Data registered at jobs and benefits offices
The public sickness benefit scheme in Denmark covers long-term sickness absence (> 21 days in 2010–2011, > 30 days in 2012) among employed, unemployed, self-employed and assisting spouses. The system is administered by municipal jobs and benefits offices, which according to the Sickness Benefits Act are committed to follow up and continuously evaluate each sick-listed person’s prognosis of return to the labour force [17]. The data to be used in the present project were collected from jobs and benefits offices in 21 (out of 98) Danish municipalities in connection with the above-mentioned Danish return-to-work program [17], which ran from 26 April 2010 to 30 September 2012. The obtained database contains inter alia reason for the sickness absence, the date of the first consultation with the jobs and benefits office and a personal identification number, which enable linkage to data in national registers [24].

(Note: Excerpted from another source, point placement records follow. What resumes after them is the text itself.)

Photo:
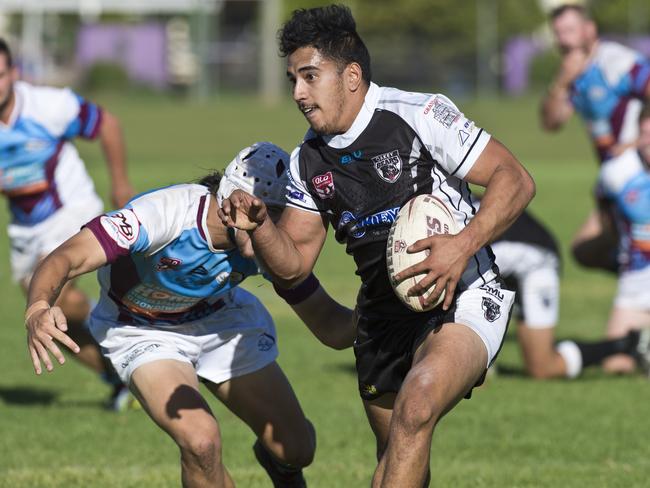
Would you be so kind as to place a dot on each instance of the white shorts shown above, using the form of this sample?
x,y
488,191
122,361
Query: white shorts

Data from national registers
The following registers are used: The Central Person Register (CPR) [25], the Employment Classification Module (ECM) [26] and the Danish Register for Evaluation of Marginalisation (DREAM) [27].
The Central Person Register contains, inter alia, information on gender, family type, addresses and dates of birth, death and migrations for every person who is or has been an inhabitant of Denmark sometime between 1968 and present time. The Employment Classification Module contains annual person-information on, inter alia, the socio-economic status, occupation and industry of the inhabitants of Denmark. DREAM contains weekly person-based information on social transfer payments such as maternity/paternity benefits, sickness-absence benefits, unemployment benefits, social security cash benefits, and state educational grants. It has existed since 1991 and covers all inhabitants of Denmark. The weekly benefits data are recorded if the person has been on a benefit for one or more days of the week. However, since only one type of social transfer payment can be registered per week, types of benefits are prioritized in case of data overlap. The above-mentioned social transfer payments are prioritized in the order listed, i.e. maternity/paternity benefits have higher priority than sickness-absence benefits, which in turn have higher priority than unemployment benefits etc.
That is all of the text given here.